Couch, a former Marine Corps pilot and prosecutor, made the difficult decision in 2004 not to prosecute Guantanamo Bay prisoner Mohamedou Ould Slahi for terrorist activity linked to the Sept. 11 attacks. After his own lengthy investigation, Couch had concerns that incriminating statements made by Slahi – which would be central to the prosecution – had been obtained through torture. Couch was lead counsel on the case and has called it the toughest decision of his military career. One of his Marine friends had been the co-pilot aboard the second plane that struck the World Trade Center.

Couch also served as the liaison to the Department of Justice and Solicitor General in support of the U.S. Supreme Court litigation of Hamdan v. Rumsfeld, a landmark case regarding separation of powers and presidential authority during wartime.
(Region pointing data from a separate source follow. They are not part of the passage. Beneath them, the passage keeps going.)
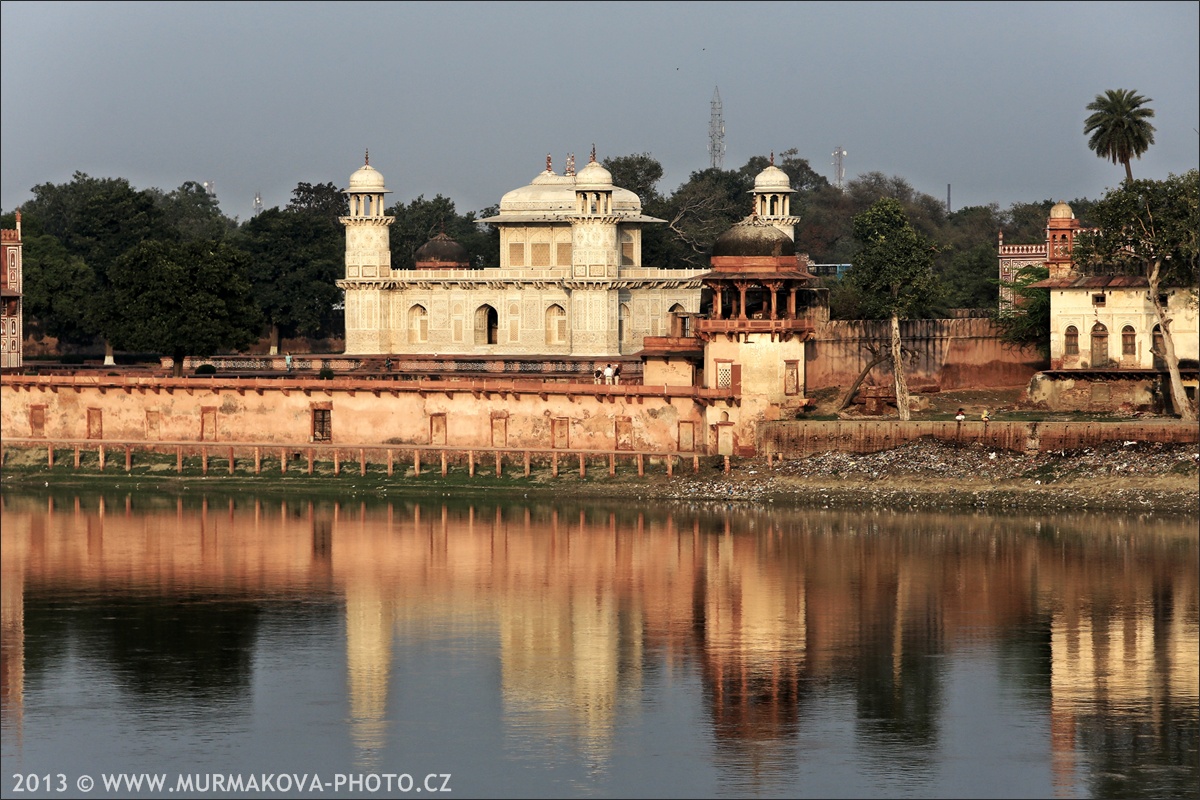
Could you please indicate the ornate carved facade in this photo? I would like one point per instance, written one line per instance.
(570, 281)
(11, 323)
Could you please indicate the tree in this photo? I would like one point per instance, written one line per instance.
(323, 199)
(183, 299)
(894, 277)
(639, 173)
(1120, 127)
(295, 258)
(58, 288)
(1150, 228)
(701, 210)
(193, 214)
(96, 220)
(423, 220)
(1027, 323)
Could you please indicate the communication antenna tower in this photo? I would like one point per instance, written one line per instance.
(717, 132)
(839, 168)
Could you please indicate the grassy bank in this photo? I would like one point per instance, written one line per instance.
(1132, 479)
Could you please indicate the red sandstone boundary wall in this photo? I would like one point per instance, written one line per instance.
(343, 411)
(795, 439)
(951, 353)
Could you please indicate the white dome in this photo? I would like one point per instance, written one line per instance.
(593, 178)
(366, 179)
(546, 192)
(773, 179)
(1061, 211)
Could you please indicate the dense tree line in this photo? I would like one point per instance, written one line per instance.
(94, 245)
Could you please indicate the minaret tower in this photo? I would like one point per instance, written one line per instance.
(773, 199)
(367, 260)
(595, 263)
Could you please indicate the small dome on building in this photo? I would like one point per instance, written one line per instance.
(1061, 211)
(441, 251)
(549, 192)
(366, 179)
(593, 178)
(773, 179)
(754, 238)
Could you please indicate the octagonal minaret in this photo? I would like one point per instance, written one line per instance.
(367, 247)
(367, 262)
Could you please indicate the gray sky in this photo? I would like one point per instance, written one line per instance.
(465, 100)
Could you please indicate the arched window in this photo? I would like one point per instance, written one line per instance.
(1071, 341)
(1128, 341)
(487, 324)
(556, 325)
(681, 325)
(418, 325)
(1099, 346)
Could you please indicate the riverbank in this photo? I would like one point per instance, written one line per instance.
(1129, 477)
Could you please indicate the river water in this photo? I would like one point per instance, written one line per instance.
(240, 645)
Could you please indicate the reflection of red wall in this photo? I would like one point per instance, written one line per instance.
(761, 602)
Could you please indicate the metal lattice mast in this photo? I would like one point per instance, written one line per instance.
(839, 168)
(717, 132)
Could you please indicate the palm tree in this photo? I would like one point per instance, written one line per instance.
(1120, 126)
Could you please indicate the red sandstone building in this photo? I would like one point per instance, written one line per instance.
(11, 328)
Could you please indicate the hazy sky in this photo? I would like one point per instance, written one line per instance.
(465, 100)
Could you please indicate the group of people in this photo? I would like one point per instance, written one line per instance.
(610, 374)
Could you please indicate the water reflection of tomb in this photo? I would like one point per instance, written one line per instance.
(768, 607)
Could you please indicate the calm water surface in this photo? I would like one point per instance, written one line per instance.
(593, 650)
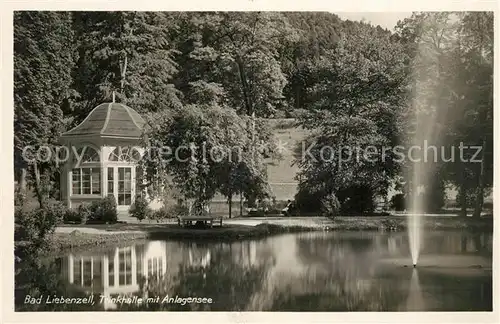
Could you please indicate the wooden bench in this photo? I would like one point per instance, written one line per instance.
(188, 220)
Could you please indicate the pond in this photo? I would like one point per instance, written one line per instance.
(316, 271)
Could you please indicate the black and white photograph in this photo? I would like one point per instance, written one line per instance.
(251, 161)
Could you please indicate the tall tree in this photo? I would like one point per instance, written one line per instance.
(355, 104)
(240, 51)
(128, 53)
(43, 60)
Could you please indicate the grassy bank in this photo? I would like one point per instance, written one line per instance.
(86, 236)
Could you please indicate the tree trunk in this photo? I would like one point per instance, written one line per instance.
(463, 196)
(244, 86)
(241, 205)
(22, 189)
(39, 186)
(480, 187)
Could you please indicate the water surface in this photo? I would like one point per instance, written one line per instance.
(319, 271)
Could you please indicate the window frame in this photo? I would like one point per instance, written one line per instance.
(91, 173)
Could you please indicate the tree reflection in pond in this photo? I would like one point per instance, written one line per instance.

He elected not to renew his three-year assignment to the prosecutor’s office when it expired and in August 2006 Couch assumed his current duties as a judge on the Navy-Marine Corps Court of Criminal Appeals. His military decorations include the Defense Meritorious Service Medal, the Meritorious Service Medal with two gold stars, and the Navy and Marine Corps Achievement Medal. He is the recipient of the American Bar Association’s 2007 Norm Maleng “Minister of Justice” Award. He is an Eagle Scout.

Couch’s work on the Slahi case was the subject of a lengthy Wall Street Journal article in March 2007.